As a sop to some of his Back Benchers, the Secretary of State announced to the House on Second Reading that local authorities would receive £100 million a year over three years. In effect, the Government are taking money from the NHS and giving it to local authorities to pay the fines that they expect them to incur—they are taking from Peter to pay Paul. However, they Hohohey did not even get that right. They have provided £100 million, but local authorities calculate that they will have pay fines of £180 million in the first year—that projection is based on just over 50 per cent. of authorities. That coincides with the Government's estimate in the financial impact assessment of the cost of delayed discharges to the
NHS, although I understand that the two figures relate to different issues.
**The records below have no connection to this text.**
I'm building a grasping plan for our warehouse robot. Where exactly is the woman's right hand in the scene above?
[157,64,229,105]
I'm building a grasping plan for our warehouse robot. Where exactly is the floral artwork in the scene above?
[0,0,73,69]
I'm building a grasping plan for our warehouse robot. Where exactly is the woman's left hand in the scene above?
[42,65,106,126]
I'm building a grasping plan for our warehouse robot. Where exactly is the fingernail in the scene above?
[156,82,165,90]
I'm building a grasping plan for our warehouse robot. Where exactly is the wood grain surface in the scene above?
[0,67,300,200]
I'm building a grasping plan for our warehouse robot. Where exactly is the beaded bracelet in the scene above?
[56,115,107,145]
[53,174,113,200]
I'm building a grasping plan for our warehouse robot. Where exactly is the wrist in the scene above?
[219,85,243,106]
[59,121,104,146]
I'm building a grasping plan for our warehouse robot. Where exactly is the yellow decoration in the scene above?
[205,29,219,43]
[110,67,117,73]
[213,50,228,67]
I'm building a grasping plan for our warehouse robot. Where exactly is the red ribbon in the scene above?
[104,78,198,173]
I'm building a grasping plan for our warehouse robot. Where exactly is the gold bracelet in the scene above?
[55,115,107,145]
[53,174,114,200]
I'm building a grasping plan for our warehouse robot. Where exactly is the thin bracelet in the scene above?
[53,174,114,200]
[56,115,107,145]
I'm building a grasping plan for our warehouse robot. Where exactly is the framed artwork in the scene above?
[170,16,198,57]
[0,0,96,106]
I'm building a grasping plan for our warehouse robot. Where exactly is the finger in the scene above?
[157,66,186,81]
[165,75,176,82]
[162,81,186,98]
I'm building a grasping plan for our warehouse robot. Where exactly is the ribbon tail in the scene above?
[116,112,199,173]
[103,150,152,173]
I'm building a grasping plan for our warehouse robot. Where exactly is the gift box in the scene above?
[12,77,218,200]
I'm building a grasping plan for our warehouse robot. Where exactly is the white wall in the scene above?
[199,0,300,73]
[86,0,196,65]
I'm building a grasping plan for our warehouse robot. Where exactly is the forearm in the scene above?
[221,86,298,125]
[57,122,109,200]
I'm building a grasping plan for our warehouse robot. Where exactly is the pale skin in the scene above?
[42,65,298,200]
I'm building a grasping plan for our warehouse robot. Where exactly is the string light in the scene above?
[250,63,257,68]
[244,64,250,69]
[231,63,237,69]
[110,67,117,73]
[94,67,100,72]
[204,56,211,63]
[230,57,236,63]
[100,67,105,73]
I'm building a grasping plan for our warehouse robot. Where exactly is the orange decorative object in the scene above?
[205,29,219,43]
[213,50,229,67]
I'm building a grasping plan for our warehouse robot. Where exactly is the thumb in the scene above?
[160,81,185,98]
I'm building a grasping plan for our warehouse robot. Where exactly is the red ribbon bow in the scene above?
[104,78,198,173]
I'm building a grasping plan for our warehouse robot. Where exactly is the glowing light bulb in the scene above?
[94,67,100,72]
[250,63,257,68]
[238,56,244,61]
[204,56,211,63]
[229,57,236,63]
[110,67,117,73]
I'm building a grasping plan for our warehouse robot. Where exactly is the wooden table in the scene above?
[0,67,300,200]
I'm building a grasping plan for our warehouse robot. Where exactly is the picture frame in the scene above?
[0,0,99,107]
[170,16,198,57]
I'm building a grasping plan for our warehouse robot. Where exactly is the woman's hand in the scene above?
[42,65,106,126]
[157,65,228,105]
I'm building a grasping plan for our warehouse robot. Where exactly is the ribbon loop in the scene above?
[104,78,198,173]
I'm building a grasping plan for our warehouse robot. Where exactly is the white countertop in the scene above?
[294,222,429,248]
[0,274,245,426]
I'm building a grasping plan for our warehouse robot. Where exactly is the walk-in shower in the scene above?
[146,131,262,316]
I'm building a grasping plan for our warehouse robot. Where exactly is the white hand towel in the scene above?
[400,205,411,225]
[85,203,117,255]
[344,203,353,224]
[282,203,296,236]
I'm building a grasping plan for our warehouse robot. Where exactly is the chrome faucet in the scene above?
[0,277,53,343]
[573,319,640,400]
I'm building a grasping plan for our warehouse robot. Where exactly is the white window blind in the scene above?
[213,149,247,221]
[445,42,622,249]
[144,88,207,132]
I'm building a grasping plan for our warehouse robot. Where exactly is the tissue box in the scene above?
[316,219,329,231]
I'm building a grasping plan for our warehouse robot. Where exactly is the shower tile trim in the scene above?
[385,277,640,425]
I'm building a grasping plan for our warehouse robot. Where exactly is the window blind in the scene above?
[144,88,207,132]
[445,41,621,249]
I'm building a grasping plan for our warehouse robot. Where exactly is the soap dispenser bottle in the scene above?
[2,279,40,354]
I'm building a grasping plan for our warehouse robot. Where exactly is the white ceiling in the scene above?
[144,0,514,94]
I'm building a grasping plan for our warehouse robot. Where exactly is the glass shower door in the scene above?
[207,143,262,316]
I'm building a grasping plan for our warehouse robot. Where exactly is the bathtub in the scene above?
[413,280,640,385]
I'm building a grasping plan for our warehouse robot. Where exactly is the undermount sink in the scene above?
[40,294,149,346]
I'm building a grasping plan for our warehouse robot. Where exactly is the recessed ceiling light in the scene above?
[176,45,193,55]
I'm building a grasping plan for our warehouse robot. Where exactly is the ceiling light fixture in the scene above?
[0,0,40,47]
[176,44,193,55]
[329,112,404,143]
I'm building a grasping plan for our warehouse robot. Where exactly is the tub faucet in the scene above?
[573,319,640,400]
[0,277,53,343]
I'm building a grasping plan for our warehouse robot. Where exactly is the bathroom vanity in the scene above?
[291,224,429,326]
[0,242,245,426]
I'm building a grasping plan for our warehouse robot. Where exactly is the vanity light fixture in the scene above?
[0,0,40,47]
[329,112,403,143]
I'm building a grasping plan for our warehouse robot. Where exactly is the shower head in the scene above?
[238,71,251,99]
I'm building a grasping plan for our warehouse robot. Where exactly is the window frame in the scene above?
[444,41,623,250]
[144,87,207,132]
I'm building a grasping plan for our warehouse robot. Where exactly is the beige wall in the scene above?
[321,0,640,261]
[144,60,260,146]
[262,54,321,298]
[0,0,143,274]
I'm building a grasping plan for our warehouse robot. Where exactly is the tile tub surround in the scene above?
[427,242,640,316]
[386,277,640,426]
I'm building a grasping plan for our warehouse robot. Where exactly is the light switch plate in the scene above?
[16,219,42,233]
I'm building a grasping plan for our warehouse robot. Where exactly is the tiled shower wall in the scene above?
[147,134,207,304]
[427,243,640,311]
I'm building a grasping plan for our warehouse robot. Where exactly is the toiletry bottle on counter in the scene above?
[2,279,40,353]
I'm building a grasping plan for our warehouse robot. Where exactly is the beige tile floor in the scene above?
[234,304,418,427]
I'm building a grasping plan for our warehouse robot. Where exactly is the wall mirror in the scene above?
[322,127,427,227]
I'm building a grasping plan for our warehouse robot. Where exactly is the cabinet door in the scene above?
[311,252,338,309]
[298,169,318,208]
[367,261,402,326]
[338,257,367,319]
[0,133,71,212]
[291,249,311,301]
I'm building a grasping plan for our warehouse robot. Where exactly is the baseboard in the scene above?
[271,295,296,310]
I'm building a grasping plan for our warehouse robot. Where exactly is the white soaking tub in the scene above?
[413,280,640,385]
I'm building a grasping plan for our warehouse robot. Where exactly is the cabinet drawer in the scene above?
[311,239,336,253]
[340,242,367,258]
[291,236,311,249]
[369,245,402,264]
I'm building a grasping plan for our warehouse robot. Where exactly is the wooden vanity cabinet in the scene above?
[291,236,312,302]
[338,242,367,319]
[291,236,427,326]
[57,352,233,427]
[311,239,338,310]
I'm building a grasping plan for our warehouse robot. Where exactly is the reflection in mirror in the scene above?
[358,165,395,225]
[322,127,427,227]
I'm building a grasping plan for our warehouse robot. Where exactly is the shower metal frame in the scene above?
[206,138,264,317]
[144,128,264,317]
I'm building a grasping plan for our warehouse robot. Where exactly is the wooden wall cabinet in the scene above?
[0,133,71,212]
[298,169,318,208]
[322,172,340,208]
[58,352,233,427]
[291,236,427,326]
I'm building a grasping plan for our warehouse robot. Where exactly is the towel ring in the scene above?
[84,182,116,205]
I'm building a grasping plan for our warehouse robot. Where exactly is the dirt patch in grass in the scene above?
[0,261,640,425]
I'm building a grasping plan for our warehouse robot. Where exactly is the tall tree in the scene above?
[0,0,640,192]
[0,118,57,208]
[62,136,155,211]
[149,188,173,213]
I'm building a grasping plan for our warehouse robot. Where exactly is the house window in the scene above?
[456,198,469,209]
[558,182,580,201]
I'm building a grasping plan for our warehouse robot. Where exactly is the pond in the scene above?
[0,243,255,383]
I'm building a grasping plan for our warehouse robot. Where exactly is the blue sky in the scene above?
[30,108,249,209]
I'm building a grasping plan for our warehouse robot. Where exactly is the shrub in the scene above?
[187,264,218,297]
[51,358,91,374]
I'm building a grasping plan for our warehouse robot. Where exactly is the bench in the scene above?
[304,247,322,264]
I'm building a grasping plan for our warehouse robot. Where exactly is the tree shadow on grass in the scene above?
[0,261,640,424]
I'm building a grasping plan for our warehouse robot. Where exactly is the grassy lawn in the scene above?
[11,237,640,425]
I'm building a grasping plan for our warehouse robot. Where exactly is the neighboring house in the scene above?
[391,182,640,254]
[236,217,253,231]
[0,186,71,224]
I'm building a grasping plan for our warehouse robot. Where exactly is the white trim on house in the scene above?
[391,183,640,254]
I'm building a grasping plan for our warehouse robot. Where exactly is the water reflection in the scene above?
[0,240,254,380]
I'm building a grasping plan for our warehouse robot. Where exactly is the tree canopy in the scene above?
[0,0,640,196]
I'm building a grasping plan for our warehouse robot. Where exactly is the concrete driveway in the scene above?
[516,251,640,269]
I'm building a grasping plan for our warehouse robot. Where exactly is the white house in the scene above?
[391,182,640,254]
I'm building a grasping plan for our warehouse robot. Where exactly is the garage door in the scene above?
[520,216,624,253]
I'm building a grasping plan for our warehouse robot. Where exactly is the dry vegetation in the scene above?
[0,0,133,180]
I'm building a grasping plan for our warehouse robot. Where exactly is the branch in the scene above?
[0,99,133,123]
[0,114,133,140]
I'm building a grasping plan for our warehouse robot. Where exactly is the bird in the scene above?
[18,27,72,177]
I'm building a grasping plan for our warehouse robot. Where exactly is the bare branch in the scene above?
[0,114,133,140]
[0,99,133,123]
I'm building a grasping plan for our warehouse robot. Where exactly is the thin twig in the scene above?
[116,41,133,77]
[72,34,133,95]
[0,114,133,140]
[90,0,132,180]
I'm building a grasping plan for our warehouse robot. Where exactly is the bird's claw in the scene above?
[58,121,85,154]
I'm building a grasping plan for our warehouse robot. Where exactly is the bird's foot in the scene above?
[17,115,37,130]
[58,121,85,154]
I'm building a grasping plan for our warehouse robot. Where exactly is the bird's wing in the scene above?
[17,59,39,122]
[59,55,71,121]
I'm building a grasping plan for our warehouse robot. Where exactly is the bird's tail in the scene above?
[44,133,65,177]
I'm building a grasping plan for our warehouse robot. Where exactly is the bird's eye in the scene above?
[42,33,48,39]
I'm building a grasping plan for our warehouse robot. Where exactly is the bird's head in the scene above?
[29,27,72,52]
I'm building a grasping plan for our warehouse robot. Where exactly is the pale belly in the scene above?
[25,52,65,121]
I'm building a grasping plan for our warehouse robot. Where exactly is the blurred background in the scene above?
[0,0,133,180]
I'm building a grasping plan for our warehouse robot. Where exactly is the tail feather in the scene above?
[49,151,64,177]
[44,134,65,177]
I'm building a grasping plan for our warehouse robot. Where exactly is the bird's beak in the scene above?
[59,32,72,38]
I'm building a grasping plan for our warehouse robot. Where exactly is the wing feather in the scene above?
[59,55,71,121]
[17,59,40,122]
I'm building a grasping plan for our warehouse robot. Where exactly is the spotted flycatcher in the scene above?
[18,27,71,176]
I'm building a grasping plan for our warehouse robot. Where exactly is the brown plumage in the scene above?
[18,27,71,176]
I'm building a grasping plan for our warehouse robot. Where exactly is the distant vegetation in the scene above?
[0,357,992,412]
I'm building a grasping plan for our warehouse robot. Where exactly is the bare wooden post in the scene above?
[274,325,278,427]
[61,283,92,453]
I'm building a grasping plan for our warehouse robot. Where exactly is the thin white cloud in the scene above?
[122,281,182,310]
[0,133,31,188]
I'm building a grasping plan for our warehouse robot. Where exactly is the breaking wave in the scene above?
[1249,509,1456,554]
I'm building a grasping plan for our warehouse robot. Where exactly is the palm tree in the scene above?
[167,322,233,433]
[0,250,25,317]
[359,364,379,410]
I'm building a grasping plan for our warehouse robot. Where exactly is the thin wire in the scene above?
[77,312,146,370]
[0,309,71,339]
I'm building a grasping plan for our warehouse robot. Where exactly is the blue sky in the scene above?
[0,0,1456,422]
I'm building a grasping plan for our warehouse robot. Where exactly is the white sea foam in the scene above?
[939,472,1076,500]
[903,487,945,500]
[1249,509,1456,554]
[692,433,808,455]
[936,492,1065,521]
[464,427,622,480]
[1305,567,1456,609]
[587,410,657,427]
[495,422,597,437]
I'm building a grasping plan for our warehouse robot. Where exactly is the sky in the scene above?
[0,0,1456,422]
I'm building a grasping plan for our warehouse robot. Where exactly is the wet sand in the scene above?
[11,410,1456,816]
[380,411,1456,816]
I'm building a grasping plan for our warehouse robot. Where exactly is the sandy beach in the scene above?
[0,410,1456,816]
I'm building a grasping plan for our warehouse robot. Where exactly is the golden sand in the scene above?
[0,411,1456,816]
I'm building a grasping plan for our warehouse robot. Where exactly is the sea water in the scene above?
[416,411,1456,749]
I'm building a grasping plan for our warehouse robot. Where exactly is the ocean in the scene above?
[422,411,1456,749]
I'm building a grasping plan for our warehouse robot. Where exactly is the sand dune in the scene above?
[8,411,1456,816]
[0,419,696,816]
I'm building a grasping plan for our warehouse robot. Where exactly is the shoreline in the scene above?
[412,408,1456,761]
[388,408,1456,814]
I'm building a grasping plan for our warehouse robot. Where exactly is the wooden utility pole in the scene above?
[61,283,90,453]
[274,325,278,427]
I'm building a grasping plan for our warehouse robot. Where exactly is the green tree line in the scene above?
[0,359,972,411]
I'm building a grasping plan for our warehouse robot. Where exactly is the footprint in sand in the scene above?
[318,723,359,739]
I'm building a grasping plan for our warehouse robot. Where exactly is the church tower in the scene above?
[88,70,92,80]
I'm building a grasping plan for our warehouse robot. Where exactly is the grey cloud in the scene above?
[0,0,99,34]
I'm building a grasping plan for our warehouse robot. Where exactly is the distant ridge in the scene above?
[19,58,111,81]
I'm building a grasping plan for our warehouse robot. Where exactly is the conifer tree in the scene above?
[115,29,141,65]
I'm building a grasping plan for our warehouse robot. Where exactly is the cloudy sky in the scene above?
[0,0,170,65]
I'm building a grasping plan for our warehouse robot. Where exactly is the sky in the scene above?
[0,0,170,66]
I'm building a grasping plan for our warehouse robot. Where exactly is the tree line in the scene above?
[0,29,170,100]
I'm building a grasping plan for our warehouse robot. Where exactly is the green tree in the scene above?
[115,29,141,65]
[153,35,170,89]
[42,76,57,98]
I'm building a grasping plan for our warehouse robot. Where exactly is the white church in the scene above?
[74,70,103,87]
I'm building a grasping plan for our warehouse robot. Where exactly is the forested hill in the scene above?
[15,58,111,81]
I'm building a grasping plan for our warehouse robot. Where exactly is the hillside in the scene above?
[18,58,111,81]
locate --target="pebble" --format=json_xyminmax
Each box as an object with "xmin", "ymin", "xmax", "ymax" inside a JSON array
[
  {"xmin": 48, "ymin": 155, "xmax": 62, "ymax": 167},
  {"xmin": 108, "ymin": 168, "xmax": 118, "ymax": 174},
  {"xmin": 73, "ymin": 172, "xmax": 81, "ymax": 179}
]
The £100 million will not solve the problem that the Secretary of State hopes it will. It also represents a missed opportunity. It would surely be far better to use the money to improve and enhance services, rather than to enable authorities to pay their fines. Furthermore, the money will be paid from the beginning of the next financial year, in April 2003. If the Government have their way, however, that will be when the Bill comes into force. I assume that they expect it to be on the statute book by the beginning of the next financial year.
It would be infinitely better, more sensible and more pragmatic, however, if, as amendment No. 7 suggests, the implementation and commencement of the Bill—if we must have it—were delayed by one year, but the local authorities got the £100 million from 1 April 2003. They would then have a year in which to use that money to invest—a favourite buzz word of the Minister's—improve and enhance the services to minimise and further reduce the delayed discharge numbers, and another year in which to strengthen the partnerships between local authorities and the NHS.